Please sign up via doodle to participate at the defense (doodle link) and/or at the reception in the lunch room (doodle link). It will also be possible to follow the defense via ZOOM. If you wish to participate in the defense via ZOOM, please send an email to secretary Kristina Wagner Røjen, and she will invite you to the session. Please also contact Kristina with any further questions regarding the defense.
In this thesis, we develop accurate algorithms and methods to automatically control the quality of speech recordings in a data set by 1) recognizing the signals or segments of the signals that are degraded or that do not comply with the context of the data set, 2) identifying the type of degradation, and 3) informing the choice of appropriate enhancement algorithms.
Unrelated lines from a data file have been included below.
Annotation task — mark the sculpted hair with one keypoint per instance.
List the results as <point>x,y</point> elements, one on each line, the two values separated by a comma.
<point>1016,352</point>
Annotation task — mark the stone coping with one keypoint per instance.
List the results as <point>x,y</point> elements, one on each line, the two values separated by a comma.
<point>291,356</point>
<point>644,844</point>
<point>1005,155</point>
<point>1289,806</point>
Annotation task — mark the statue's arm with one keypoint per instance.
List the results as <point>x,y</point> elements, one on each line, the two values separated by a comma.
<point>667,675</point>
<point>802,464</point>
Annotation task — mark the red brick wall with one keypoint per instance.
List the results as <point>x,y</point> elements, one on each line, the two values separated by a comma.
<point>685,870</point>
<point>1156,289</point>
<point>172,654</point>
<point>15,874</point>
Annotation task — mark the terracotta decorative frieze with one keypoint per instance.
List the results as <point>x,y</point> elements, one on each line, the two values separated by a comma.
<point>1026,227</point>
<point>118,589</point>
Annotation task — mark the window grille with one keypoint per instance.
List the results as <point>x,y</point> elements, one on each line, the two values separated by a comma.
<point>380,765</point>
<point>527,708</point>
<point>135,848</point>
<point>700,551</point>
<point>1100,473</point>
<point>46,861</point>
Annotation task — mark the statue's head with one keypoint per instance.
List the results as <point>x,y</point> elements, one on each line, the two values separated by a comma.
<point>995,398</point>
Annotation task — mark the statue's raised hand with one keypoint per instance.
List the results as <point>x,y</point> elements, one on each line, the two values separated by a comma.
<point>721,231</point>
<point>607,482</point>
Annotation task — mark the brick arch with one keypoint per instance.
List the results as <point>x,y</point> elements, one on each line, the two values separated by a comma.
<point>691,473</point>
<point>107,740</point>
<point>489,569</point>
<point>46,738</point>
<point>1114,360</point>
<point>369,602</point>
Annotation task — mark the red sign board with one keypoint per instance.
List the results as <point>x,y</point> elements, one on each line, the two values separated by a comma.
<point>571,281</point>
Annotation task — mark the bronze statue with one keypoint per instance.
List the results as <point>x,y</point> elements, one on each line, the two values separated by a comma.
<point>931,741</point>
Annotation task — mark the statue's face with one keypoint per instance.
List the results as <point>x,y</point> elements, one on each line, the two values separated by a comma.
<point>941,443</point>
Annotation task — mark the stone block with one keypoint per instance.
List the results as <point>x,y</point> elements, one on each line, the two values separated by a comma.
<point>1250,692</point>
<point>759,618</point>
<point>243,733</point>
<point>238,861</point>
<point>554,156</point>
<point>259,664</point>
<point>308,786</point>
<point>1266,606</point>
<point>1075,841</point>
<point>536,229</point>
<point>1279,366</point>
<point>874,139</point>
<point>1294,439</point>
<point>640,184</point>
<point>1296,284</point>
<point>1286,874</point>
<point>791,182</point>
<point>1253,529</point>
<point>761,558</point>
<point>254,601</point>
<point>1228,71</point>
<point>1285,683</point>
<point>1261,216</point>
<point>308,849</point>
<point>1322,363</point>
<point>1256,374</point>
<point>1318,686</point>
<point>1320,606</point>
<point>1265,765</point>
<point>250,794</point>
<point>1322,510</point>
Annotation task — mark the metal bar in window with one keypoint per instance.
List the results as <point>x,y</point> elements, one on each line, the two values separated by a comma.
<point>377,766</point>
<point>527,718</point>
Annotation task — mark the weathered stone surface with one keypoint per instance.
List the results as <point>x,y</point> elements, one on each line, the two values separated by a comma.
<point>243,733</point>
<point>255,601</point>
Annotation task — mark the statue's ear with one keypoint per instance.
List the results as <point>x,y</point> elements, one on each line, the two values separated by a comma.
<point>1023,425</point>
In the first step, by analyzing the distribution of mel-frequency cepstral coefficients (MFCCs), we demonstrate that degradation in speech signals foreseeably alters the mean and the covariance of the MFCCs, and the amount of this modification is correlated with the level of degradation. This attribute of MFCCs makes them a good candidate for identifying different quality patterns in speech signals. Next, shifting the focus to pathological voices, we propose a variety of algorithms to identify the presence and the type of short-term and long-term anomalies and degradations in speech signals. In the third step, to address the importance of quality control in remote speech-based applications, we analyze the performance of the pathological voice detection system under mismatched acoustic conditions, and we show how integrating the proposed quality control algorithms with appropriate enhancement techniques can effectively compensate for this mismatch and improve the recognition accuracy. Finally, we demonstrate the effectiveness of the MFCC features in other quality-control-related applications by proposing a novel speech enhancement algorithm based on detecting clean speech components of a noisy observation in the MFCC domain.
This study is a step toward the development of robust speech-based applications in general, and remote pathological voice analysis systems in particular, that are capable of operating in a variety of acoustic environments. Moreover, the applications of the methods presented in this thesis extend well beyond speech-based systems. They can be used for controlling the quality of other sensor modalities in different applications such as telemedicine or the monitoring of engineering systems.